The print_keyframes toggle is useful to see the actual values assigned to the keyframes in the console:
If you look in the provided example, I've made the end_percent 0.5 instead of the default 1.0. This results in these keyframes:
This means that instead of reaching 1.0 by the end of sampling, it reaches it much earlier halfway through.
Hook keyframes can be assigned to hooks via the Set Hook Keyframes node:
This node will overwrite the schedule on the hooks provided to it. If you wish to give different hooks unique schedules without overwriting those of previous hooks, you can use the Combine Hooks nodes mentioned in the masking section:
Returning to the example scheduling workflow, we can now talk about the schedule_clip toggle on the Set CLIP Hooks node we skipped in the masking section. When schedule_clip is set to False, scheduling weights will ONLY apply to conditioning [model], not CLIP; instead, CLIP will only use the original strength_clip defined in the Create Hook LoRA/Model as LoRA nodes. When set to True, conditioning will be created for each scheduled CLIP weight; depending on how many keyframes you have, you will notice the CLIP Text Encode nodes take longer to run (and a progress bar will appear on the node). The results are not always better if you schedule CLIP, so that is why it is off by default to avoid the extra compute time, but feel free to set it to True and try it out.

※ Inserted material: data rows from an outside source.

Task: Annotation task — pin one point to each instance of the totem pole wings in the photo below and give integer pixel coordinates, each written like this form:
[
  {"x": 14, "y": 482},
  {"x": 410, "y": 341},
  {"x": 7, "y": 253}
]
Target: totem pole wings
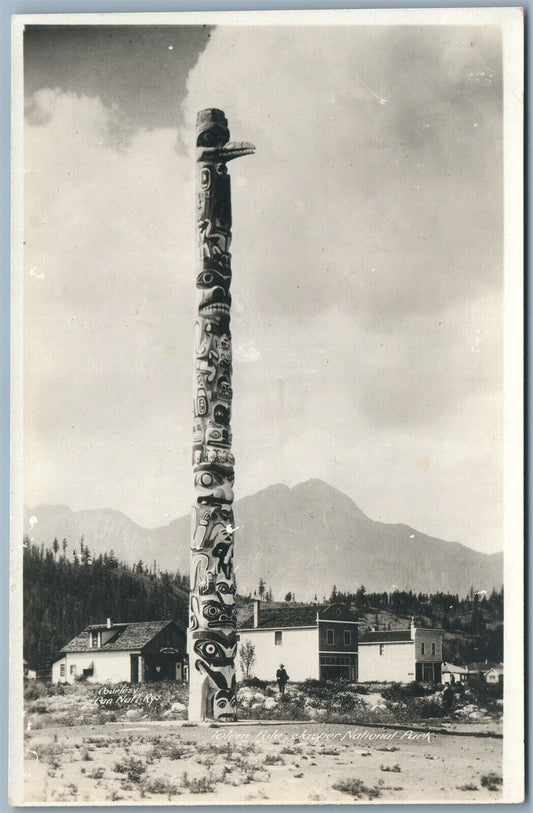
[{"x": 212, "y": 639}]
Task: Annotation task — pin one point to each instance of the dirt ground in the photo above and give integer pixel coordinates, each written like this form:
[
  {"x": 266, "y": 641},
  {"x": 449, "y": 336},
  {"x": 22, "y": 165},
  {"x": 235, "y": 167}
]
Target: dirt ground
[{"x": 182, "y": 763}]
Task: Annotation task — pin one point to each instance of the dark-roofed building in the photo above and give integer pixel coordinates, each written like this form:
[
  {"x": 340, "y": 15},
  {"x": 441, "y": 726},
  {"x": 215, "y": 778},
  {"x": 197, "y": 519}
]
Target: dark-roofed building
[
  {"x": 311, "y": 641},
  {"x": 405, "y": 655},
  {"x": 132, "y": 652}
]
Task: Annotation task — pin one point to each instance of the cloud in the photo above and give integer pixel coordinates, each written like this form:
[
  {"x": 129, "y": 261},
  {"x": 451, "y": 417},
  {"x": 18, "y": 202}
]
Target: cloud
[{"x": 366, "y": 288}]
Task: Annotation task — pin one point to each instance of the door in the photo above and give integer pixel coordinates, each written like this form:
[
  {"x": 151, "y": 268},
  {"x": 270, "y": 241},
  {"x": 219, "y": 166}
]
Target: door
[{"x": 134, "y": 663}]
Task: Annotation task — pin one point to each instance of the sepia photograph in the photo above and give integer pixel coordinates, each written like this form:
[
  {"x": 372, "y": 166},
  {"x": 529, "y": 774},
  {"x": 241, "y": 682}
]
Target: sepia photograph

And that is basically it for this workflow. The Cond Pair Set Props is completely unnecessary - I only left it in case you'd like to use it to assign some extra hooks to apply to only the conditioning and not CLIP, but removing it will not change the results at all, as long as you have apply_to_conds set to True.
What's the purpose of scheduling LoRAs/Model-as-LoRAs?
Some models and LoRAs may produce the style you want, but not the composition or variety that you desire, or vice versa. Earlier steps in sampling determine overall composition and layout, so you could schedule the LoRAs/models to run at the times their features are desired.
Let's use the example workflow as an example. Here is the comparison between using just the base model, the scheduled lora, and unscheduled lora:
The scheduled result maintains the composition of the base model, while still applying the stylization. The schedule and strengths can be tweaked to get the results you desire.
Can you combine masking and scheduling?
Yes.
Just a combination of both workflows.
And that's about it. Excited to see the things people use this for.